To start using Claude, you need to create an account, which requires an email address and a password. Signing in brings you to your dashboard. Claude has the same basic design as pretty much every chatbot: A text field for starting chats sits in the center alongside a left-hand sidebar that shows your conversation history. Buttons below the central text field provide ideas on what exactly you can use Claude to do, from vibe coding to writing a case study.
Claude’s core design might not be vastly different from other chatbots, but I enjoy interacting with it more. Its color scheme, font, and slightly blockier aesthetic are pleasing and make it feel less sterile than ChatGPT or Gemini. Even across deep research progress screens and settings pages, Claude’s interface is cohesive. It is consistently tidy and readable.
(Credit: Anthropic/PCMag)
From your dashboard, you can talk to Claude about anything. Responses aren’t quite as snappy as with Gemini, but they aren’t as consistently slow as with DeepSeek. Once you get a response, you can copy or regenerate it. An easily accessible share button is at the top of the screen. Sometimes, responses hang or encounter errors during generation. However, this isn’t a major problem with Claude, and all chatbots trip up occasionally.
ChatGPT has had issues being overly friendly in the past, but Claude’s tone, by default, is closer to Gemini’s. In other words, you can expect more direct, slightly stiffer responses. However, you can customize Claude’s personality to your liking, like you can with ChatGPT. Claude calls these styles, and a variety are available to choose from, such as concise or formal. You can also create a custom style simply by describing how you want Claude to communicate or providing an example. That’s not the end of the customization options, either. You can tell Claude to keep any manner of personal preferences in mind or to refer to you by a certain nickname, too.

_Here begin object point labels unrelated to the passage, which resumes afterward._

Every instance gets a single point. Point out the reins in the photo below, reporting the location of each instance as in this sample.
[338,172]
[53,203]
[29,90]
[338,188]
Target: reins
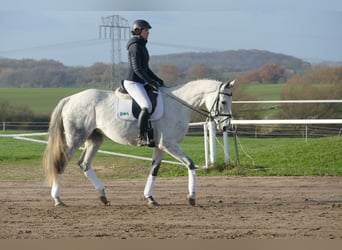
[201,111]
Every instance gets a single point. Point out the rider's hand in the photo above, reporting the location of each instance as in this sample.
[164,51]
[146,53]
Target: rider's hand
[154,84]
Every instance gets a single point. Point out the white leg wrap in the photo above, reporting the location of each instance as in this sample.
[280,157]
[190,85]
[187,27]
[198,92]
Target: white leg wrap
[56,187]
[94,179]
[149,186]
[192,181]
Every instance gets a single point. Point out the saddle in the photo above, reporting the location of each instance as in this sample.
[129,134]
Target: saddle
[128,108]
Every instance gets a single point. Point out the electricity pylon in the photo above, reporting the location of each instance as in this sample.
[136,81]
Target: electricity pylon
[115,28]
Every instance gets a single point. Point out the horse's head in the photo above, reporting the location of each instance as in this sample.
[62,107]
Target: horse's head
[220,105]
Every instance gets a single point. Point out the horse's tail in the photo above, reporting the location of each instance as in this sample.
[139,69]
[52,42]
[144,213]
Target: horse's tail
[55,158]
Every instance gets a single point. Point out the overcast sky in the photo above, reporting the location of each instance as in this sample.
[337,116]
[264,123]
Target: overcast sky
[68,30]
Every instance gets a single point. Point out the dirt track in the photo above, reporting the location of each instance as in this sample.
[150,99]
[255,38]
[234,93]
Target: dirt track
[228,207]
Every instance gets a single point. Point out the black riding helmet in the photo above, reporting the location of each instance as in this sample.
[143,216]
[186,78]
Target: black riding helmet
[138,26]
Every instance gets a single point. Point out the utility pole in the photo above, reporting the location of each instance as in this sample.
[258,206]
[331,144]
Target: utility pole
[114,28]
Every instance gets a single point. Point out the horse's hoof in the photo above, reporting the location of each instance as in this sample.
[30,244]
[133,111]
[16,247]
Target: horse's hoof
[104,200]
[192,199]
[151,202]
[59,202]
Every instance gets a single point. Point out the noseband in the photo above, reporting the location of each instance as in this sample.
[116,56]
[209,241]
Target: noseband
[214,111]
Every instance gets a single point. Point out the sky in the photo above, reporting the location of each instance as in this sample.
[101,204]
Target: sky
[68,30]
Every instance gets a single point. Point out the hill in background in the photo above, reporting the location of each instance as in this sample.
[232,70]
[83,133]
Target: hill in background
[50,73]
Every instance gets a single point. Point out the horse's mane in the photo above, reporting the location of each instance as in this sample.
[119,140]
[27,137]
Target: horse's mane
[196,83]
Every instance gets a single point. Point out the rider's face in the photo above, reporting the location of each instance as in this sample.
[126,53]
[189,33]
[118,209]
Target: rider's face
[144,34]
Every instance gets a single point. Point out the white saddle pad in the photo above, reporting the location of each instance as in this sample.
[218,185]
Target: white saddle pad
[125,112]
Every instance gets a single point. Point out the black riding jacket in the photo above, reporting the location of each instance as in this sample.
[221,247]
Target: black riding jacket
[138,58]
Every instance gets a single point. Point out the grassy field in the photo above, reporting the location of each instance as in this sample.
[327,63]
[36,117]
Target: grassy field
[43,100]
[39,100]
[265,91]
[21,160]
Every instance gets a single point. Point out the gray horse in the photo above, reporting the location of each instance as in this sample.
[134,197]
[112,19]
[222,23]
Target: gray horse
[91,115]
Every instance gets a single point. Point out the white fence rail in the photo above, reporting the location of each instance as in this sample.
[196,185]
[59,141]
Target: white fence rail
[209,129]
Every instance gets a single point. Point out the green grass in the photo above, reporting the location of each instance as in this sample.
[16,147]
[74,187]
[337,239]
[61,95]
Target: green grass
[21,160]
[39,100]
[265,91]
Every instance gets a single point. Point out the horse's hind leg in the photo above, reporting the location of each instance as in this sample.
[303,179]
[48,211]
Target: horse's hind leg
[92,145]
[156,161]
[175,151]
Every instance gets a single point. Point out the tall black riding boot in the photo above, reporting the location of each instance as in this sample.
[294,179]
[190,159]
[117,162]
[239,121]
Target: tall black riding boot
[143,126]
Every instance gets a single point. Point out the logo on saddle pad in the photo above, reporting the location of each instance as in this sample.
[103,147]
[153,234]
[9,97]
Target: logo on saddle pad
[128,109]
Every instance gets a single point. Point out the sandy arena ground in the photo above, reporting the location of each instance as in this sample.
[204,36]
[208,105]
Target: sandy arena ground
[227,207]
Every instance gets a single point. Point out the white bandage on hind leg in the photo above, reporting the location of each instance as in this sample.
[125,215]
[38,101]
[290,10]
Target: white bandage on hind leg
[56,187]
[192,180]
[149,186]
[94,179]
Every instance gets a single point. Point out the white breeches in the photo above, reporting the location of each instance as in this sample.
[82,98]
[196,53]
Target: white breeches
[137,91]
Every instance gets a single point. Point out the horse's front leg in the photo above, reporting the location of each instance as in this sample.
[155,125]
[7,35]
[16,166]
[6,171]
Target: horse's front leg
[148,191]
[176,151]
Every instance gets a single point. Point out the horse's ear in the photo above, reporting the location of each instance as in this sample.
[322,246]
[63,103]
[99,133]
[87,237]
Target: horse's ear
[229,84]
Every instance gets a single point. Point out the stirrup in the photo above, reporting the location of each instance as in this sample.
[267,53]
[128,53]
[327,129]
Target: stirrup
[142,141]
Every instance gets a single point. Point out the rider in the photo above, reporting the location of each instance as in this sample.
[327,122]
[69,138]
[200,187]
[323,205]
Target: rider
[139,74]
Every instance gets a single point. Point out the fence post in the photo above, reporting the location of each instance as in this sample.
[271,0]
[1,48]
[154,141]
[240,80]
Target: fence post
[225,147]
[205,133]
[212,141]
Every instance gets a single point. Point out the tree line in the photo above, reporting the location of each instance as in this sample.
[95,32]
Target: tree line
[172,68]
[316,82]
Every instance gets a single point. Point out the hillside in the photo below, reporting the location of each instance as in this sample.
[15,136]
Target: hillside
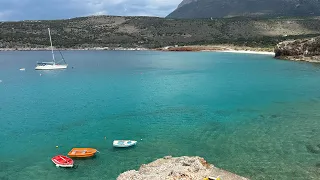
[230,8]
[150,32]
[299,50]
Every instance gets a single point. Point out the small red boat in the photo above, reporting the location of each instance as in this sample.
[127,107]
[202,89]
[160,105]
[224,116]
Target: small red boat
[62,161]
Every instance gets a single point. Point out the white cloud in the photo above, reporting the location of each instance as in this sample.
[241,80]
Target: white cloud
[56,9]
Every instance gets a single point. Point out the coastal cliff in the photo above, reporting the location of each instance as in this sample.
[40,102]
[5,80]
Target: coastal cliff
[170,168]
[299,50]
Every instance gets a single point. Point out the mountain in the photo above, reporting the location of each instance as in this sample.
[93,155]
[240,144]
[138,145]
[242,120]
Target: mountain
[152,32]
[299,50]
[231,8]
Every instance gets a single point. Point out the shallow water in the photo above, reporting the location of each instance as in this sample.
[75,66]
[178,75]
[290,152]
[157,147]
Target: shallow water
[249,114]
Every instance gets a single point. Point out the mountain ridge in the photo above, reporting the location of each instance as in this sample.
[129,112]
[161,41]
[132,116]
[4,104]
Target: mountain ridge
[230,8]
[152,32]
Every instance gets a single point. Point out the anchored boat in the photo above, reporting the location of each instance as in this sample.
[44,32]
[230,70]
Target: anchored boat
[52,65]
[62,161]
[124,143]
[82,152]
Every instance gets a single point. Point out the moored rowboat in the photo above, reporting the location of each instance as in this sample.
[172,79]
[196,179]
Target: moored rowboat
[82,152]
[62,161]
[124,143]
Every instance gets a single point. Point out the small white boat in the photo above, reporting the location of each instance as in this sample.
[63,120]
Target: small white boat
[51,65]
[124,143]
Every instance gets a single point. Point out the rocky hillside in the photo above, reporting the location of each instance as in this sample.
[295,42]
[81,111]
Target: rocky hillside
[227,8]
[151,32]
[299,50]
[187,168]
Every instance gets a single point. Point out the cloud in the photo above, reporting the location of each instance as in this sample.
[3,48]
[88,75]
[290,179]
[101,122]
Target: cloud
[59,9]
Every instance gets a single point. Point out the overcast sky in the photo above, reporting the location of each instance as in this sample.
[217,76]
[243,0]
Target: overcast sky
[60,9]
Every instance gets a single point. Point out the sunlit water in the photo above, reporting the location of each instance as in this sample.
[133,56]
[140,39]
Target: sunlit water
[249,114]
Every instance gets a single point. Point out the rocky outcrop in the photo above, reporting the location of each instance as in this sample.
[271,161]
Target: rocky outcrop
[186,168]
[299,50]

When it comes to memory, Claude’s doesn’t persist across chats, like it does with ChatGPT and Gemini. As a result, you have to remind it of prior conversations if you want to pick up where you left off. Claude can remember certain things you tell it, like the aforementioned personal preferences, but that’s it. The lack of persistent memory makes for an overall less satisfying chatting experience, especially if you talk to Claude about many topics.
(Credit: Anthropic/PCMag)
Like DeepSeek, Claude doesn’t support speech-to-text or voice chat on the web. However, like Gemini, Claude does offer a voice chat mode for its mobile apps. You can choose from a variety of lifelike voices, albeit ones that don’t sound quite as natural as Copilot Voice, and converse about all the same topics you can over text, including files you upload.
However, Claude’s voice chat mode is uncharacteristically clunky. It isn’t free-flowing, like with Gemini, meaning you (typically) need to click send after speaking. Claude sometimes responded to me before I sent my message, however, which made for an inconsistent experience. The microphone is always active in voice mode, too; it doesn’t even turn off if you minimize the app.